Шел первый месяц, как я вернулся со службы в армии. Прекрасный июньский месяц, каждый день сопровождающийся дождями, нередко – с грозами.
На протяжении всех двух лет службы меня не оставлял в покое один роман, прочитанный незадолго до того и – как впоследствии оказалось – открывший передо мною целый, еще неизведанный мир.
Поэтому я принялся посещать библиотеку своей любимой части, где, надо сказать, ни разу никого не видел, кроме себя и библиотекаря, которая была учтива и всегда помогала подобрать нужные книги.
Приехав домой, я тут же оформил абонемент в центральную библиотеку, в которой некогда занимался сам Константин Эдуардович, и дни напролет проводил в ее многочисленных кабинетах, в итоге облюбовав одинокое кресло за круглым столиком в углу окаймляющей второй этаж центрального зала балконной балюстрады, уединившись в коем, я мог погружаться в удивительные события, каким-то волшебным образом взаимодействовавшие с моим воображением,
в тишине, умиротворении книжных стеллажей и с неизменной парой (ну, может, чуть больше) бутылочек пива в принесенной с собой и не вызывающей подозрения таре.
Постепенно я стал брать книги и на дом.
И вот в один из таких дней, когда вечер уже расстелился тенью по земле, я расположился у лампы в компании книги и беспрерывно доносящегося из темноты опустевшей улицы звука дождя, не прекращающегося весь день, а с открытых страниц вылезали и скакали вокруг меня черти и всякая нечисть!

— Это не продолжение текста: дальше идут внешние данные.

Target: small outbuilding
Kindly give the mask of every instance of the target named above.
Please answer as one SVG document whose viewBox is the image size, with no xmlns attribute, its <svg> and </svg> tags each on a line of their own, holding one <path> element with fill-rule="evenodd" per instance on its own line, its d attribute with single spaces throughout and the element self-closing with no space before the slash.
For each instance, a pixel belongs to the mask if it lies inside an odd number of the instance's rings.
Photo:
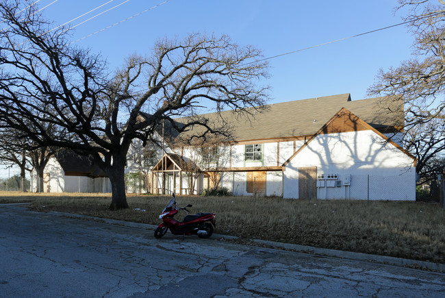
<svg viewBox="0 0 445 298">
<path fill-rule="evenodd" d="M 31 173 L 31 191 L 43 193 L 110 193 L 106 173 L 92 158 L 62 150 L 52 156 L 44 169 L 43 182 Z M 43 189 L 40 190 L 40 187 Z"/>
</svg>

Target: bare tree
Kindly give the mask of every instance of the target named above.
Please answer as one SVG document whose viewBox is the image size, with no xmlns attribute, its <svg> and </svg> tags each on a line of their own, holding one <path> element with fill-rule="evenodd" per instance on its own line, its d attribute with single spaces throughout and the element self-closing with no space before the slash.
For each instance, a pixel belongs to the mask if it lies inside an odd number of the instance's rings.
<svg viewBox="0 0 445 298">
<path fill-rule="evenodd" d="M 268 88 L 257 87 L 268 75 L 267 63 L 255 62 L 260 52 L 227 36 L 160 40 L 151 56 L 131 57 L 108 73 L 99 55 L 71 44 L 66 28 L 51 29 L 36 5 L 21 2 L 0 1 L 0 127 L 90 156 L 112 183 L 111 209 L 128 208 L 124 170 L 133 140 L 145 145 L 163 120 L 179 132 L 199 126 L 201 136 L 225 134 L 196 116 L 199 108 L 242 112 L 268 99 Z M 188 120 L 179 125 L 179 116 Z M 53 138 L 44 123 L 66 134 Z"/>
<path fill-rule="evenodd" d="M 387 101 L 398 100 L 401 95 L 405 101 L 403 141 L 416 155 L 416 171 L 423 175 L 429 160 L 445 152 L 445 3 L 436 0 L 398 3 L 399 9 L 409 10 L 405 20 L 416 37 L 413 58 L 388 71 L 381 69 L 368 94 L 383 96 L 387 105 Z"/>
<path fill-rule="evenodd" d="M 144 179 L 144 188 L 148 193 L 151 190 L 151 172 L 161 158 L 158 144 L 149 142 L 144 147 L 142 142 L 133 142 L 127 157 L 127 166 L 134 172 L 140 173 Z"/>
</svg>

Началась гроза с яркими вспышками и долгими гулкими раскатами, поминутно озарявшими густые клубы набирающего, втягивающего в себя силу неба, чтобы вновь разразиться и ухнуть так, что лампочка в моей лампе начинала моргать, на секунду исчезая в ослепительном свете грозы!
Я забыл про книгу, выключил лампу и смотрел в окно, пропускающее сквозь стекла розовые всполохи неба.
Время замерло, и, казалось, не было ничего, кроме вспышек, поминутно прорезывающих мрак, окрашивая беспокойные тени деревьев розовым, словно отсвет алого заката отражался в этом сиянии от непроницаемого небосвода и падал на землю, заглядывал ко мне в комнату, обнаруживая предметы и – в один миг – забирая их с собой, – а не исключено, что с ними – и меня, – погружая все существовавшее во тьму, в которой даже черти попритихли и не показывали носа.
В тот вечер со мной что-то произошло: я почувствовал, как уловил в этом свете нечто, оставшееся во мне, оставшееся, как память, о которой я давно забыл, но которая так ясно возникла в голове и открыла передо мной еще одно, очередное пространство...
И становилось обозримым, что за ним последует еще одно, а после смерти – еще... и что за каждым пределом открывается новый, и что им нет конца, и что это – бесконечная история, в которой мы будем иногда встречаться – пусть мимолетно, – оказавшись в пространствах одних и тех же миров.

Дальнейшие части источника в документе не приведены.